Das klingt jetzt vielleicht verrückt. Aber das Bike steht bei mir (aus Platzmangel) im Schlafzimmer. Und es leuchtet! Wenn ich das Licht ausschalte kann ich es tatsächlich noch sehen und ich schlafe mit einem Grinsen ein...


----------



## Phil-Joe (20. November 2014)

Schon fett. Aber übersehen wirst damit auf keinen ... ;-) Schönes Ding!
Mir gefällt das Warden aktuell allerdings am besten in blau-orange. Ist aber ´ne individuelle Sache ... das Ding fixt mich voll an.


----------



## Sacima (4. Dezember 2014)

jumibrei schrieb:


> Das klingt jetzt vielleicht verrückt. Aber das Bike steht bei mir (aus Platzmangel) im Schlafzimmer. Und es leuchtet! Wenn ich das Licht ausschalte kann ich es tatsächlich noch sehen und ich schlafe mit einem Grinsen ein...


----------



## Sacima (4. Dezember 2014)

Habe heute mein Knolly Warden abgeholt
Bei Tri-Cycles in Wiesbaden bei Stefan.
Es steht jetzt in der Garage:-(
Hätte es auch viel lieber in  meinem Schlafzimmer
Finde Deinen Aufbauthread klasse.
Leider kann ich sowas nicht, aber Stefan hat das übernommen.
Total netter Mensch.
Werde seinen Laden unbedingt weiterempfehlen!!


----------



## MTB-News.de




----------



## Rockside (7. Dezember 2014)

Ist mal ne andere Konstruktion mit der doppelten Wippe als der übliche Einheitsbrei, schaut sehr gut aus.
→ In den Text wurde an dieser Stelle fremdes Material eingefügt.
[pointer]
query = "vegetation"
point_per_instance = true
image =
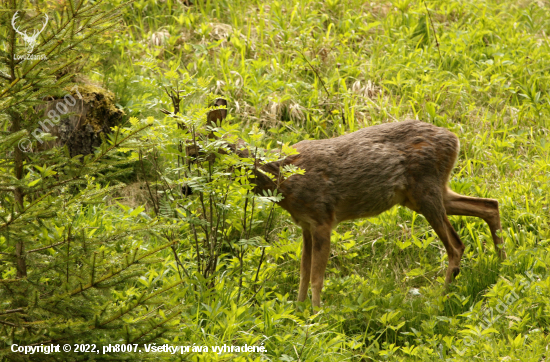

Ist jetzt noch die Frage, wie leicht das als AM bergauf läuft.


----------



## Rockside (8. Dezember 2014)

Sacima schrieb:


> Hätte es auch viel lieber in  meinem Schlafzimmer


Was spricht dagegen?


----------



## jumibrei (8. Dezember 2014)

Hi Dirty Track und Sacima, erstmal Danke für das schöne Feedback zu meinem Aufbauthread.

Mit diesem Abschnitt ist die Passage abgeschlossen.